フィグラリースさんに術士だと知られてしまって大丈夫だろうか。
「先ほどの力というのは?」
案の定フィグラリースさんが尋ねるとデュックス王子は目を輝かせた。
「さっき、」
「デュックス!」
だが急に強く名を呼ばれ、彼はびっくりしたようにお兄さんを見上げた。
「先ほどのことはまだ皆には内緒だ。驚いてしまうだろうからな」
「あ、そうですよね。わかりました!」
素直に頷き自分の口を両手で塞ぐデュックス王子。
お兄さんと秘密を共有出来たのが逆に嬉しかったようで、口を押えたまま王子はクスクスと笑った。

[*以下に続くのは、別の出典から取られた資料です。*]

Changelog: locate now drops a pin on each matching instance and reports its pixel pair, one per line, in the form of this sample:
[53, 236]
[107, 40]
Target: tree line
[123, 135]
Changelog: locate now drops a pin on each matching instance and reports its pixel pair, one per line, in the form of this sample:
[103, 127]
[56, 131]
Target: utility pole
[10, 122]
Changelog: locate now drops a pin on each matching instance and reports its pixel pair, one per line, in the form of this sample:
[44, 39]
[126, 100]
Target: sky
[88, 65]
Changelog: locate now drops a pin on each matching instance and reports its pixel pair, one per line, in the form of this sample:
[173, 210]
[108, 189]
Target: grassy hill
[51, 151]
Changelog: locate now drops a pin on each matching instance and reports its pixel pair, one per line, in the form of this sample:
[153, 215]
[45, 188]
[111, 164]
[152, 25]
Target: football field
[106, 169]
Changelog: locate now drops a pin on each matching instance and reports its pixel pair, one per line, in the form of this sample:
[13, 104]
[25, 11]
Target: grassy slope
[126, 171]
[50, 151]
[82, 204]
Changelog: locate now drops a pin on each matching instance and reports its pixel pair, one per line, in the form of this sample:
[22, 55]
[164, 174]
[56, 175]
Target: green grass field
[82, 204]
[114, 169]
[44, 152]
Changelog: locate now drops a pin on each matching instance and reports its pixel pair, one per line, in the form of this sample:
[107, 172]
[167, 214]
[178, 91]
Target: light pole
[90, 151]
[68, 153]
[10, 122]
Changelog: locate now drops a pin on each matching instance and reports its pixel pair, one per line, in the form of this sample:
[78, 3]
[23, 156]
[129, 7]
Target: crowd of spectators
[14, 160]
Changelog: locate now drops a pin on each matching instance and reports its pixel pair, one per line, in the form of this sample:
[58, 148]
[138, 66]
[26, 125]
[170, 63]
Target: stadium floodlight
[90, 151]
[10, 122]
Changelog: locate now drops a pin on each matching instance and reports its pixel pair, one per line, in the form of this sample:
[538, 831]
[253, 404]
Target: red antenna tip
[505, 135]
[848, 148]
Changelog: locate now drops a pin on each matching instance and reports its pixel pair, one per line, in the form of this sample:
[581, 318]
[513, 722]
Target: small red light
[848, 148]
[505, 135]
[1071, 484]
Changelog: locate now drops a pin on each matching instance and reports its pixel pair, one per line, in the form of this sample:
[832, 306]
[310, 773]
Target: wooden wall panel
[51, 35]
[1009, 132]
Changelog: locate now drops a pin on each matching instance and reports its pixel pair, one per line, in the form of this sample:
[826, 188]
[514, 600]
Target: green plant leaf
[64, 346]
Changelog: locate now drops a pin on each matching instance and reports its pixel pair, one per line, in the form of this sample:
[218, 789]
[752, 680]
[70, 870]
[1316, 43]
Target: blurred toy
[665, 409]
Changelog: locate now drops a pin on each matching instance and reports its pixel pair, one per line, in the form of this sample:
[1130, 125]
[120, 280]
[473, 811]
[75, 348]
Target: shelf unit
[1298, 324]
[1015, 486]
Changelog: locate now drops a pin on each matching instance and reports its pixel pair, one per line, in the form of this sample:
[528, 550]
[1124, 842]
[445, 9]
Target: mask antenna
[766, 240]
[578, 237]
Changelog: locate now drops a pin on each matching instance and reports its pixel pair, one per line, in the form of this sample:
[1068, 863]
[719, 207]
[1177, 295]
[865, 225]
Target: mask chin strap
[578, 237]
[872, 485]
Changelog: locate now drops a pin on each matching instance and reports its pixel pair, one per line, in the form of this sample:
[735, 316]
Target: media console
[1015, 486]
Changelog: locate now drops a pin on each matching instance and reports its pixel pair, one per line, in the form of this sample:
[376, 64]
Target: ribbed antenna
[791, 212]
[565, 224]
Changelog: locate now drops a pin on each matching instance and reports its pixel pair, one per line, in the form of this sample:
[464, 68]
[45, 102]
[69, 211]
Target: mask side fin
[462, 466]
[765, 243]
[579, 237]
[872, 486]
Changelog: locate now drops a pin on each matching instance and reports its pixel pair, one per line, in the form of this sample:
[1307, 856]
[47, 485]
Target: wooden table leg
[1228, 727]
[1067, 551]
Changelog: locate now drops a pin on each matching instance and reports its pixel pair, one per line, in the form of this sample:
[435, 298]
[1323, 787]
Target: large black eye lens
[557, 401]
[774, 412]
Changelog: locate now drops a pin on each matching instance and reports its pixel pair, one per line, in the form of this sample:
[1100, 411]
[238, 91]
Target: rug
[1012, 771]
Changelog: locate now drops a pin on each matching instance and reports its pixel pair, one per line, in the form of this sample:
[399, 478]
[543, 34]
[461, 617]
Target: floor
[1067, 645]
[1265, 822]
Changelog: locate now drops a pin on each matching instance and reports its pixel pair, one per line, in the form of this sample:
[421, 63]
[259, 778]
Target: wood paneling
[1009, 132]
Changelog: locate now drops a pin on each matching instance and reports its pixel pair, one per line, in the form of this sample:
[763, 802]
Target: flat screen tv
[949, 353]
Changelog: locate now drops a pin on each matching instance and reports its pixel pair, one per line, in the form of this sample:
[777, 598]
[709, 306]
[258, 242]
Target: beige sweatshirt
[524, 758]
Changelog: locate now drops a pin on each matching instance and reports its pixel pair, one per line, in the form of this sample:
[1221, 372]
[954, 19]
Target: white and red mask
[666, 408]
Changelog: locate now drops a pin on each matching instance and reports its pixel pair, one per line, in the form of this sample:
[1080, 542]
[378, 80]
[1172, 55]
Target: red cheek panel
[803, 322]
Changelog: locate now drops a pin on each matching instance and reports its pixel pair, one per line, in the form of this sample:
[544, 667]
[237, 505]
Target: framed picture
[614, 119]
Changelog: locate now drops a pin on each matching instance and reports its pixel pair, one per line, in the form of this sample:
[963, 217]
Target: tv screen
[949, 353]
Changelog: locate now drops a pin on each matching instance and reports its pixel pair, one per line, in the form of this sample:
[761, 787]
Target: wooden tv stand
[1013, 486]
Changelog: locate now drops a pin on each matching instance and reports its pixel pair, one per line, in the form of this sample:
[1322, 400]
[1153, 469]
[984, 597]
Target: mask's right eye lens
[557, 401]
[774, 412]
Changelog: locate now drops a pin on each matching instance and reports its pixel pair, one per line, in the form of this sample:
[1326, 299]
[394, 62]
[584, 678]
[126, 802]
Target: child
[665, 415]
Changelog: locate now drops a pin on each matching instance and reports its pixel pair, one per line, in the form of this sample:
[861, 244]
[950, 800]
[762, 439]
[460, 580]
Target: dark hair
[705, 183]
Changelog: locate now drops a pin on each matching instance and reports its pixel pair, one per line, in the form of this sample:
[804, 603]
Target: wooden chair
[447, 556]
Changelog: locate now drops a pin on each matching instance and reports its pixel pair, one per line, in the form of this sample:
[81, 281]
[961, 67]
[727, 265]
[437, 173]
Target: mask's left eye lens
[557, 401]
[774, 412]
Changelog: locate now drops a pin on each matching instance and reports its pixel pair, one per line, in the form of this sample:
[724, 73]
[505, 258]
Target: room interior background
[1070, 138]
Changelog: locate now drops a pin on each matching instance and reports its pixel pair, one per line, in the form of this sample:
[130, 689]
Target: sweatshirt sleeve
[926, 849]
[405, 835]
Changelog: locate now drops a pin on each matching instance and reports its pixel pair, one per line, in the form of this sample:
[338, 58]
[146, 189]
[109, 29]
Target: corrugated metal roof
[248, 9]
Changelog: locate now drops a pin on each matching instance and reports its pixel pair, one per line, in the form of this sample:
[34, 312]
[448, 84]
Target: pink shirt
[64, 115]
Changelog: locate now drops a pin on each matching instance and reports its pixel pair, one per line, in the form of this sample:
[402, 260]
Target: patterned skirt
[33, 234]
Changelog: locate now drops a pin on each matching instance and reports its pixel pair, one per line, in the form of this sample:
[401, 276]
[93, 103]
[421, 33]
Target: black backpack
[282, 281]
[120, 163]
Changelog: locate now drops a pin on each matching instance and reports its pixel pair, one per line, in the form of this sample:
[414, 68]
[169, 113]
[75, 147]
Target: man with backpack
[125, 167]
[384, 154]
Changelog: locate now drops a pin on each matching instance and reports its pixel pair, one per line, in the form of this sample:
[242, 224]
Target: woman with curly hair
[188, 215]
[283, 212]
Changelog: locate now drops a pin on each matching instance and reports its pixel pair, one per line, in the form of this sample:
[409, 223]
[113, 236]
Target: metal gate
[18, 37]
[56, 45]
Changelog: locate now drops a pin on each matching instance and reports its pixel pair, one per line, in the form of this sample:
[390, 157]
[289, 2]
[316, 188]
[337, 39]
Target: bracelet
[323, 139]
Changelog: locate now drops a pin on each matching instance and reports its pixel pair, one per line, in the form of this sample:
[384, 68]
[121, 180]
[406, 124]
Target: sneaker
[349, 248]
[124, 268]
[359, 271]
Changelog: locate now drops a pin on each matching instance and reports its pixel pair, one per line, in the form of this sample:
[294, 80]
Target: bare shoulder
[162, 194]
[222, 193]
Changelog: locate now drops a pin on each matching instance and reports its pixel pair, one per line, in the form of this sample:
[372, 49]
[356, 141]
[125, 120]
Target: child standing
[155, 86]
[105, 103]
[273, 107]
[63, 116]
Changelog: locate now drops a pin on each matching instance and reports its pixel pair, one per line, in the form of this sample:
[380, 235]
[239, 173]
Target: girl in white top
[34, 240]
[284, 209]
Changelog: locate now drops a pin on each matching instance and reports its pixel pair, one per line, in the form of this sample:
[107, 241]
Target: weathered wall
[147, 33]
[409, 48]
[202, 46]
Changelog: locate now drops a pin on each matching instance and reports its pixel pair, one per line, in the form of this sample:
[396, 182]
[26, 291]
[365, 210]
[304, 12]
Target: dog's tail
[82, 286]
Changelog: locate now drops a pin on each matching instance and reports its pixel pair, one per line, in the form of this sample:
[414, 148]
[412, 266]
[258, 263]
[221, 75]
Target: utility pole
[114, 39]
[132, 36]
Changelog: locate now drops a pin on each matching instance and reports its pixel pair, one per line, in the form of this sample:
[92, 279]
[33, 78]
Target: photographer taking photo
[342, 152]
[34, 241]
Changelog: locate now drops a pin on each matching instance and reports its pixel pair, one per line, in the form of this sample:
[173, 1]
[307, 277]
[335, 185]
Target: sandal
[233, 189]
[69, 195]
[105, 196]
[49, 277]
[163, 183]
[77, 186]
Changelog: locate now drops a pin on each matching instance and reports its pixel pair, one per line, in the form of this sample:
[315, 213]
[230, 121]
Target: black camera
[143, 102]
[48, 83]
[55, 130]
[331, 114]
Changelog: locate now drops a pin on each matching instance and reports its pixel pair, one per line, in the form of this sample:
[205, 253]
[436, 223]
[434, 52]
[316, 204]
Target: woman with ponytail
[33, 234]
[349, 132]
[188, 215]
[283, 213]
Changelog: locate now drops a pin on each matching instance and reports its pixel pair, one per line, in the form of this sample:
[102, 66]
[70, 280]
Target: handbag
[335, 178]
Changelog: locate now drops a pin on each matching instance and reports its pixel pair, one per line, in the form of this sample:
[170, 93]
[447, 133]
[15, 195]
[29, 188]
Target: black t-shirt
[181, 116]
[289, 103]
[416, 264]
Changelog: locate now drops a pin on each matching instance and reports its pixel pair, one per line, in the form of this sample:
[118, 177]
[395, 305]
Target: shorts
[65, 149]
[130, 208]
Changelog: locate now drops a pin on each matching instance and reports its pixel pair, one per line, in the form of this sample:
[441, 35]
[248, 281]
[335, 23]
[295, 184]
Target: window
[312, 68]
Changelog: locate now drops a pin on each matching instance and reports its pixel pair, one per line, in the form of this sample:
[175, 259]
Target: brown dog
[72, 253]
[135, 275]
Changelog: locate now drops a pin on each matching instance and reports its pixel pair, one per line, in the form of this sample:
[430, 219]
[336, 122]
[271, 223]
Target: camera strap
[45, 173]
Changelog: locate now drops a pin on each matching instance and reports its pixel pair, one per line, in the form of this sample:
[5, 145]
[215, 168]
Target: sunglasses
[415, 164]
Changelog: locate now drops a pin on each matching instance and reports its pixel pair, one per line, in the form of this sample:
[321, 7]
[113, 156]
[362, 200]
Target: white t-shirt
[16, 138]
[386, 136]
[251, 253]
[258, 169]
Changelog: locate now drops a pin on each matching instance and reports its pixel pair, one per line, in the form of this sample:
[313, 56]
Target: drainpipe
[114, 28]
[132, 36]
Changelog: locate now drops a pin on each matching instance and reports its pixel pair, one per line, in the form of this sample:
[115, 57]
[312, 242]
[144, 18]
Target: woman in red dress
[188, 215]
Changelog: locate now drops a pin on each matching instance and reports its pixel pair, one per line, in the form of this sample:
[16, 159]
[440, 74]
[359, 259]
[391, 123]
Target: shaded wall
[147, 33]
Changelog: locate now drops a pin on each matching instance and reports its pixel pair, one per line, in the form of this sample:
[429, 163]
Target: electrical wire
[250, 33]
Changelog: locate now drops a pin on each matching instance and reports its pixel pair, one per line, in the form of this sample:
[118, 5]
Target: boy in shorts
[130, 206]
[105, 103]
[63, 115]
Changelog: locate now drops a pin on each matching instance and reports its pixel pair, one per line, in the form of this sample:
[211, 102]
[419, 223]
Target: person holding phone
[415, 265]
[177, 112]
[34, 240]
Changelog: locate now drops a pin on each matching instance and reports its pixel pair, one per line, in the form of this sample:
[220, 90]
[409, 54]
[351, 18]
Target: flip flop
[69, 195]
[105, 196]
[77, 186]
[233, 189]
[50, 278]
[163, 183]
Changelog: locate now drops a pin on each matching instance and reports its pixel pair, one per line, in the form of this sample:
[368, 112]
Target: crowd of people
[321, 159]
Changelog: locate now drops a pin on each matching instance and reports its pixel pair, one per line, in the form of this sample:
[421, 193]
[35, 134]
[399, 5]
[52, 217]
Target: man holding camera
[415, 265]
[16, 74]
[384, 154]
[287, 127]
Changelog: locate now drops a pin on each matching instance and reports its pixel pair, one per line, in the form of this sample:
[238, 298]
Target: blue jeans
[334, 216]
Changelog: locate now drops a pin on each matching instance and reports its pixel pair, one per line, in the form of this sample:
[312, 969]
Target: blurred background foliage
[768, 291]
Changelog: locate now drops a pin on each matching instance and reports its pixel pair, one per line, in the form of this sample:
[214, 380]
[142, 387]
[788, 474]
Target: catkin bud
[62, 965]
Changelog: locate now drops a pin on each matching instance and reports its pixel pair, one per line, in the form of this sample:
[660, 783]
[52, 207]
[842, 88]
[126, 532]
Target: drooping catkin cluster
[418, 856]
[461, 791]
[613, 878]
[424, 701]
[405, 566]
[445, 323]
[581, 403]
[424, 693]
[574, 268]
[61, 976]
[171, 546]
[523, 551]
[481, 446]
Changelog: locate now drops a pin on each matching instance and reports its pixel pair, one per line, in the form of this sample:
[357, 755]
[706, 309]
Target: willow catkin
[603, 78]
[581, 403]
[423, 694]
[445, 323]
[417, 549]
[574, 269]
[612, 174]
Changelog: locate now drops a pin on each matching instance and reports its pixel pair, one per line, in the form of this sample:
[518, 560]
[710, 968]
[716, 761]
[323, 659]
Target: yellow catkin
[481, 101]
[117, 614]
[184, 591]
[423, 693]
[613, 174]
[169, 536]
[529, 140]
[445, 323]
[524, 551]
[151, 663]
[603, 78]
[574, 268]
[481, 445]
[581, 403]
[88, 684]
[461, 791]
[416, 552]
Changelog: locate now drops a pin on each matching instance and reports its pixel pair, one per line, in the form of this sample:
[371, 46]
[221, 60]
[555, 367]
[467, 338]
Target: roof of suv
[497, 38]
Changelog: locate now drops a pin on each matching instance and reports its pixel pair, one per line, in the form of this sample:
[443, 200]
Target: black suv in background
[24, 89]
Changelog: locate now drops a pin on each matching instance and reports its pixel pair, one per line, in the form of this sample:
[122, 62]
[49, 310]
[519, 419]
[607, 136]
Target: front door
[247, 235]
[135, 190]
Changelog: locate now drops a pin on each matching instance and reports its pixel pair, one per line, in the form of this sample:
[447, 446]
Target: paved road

フィグラリースさんは少し首を傾げたがそれ以上は訊かなかった。
「そうだ、兄さま。どこの地でこの者たちを見つけたのです?」
「パケム島だ」
「パケム島、あの海がとても美しいという……。やはり美しかったですか?」
「あぁ。とても」
島でのことを思い出したのか、少し表情を和らげたお兄さんを見てデュックス王子は更に嬉しそうに笑った。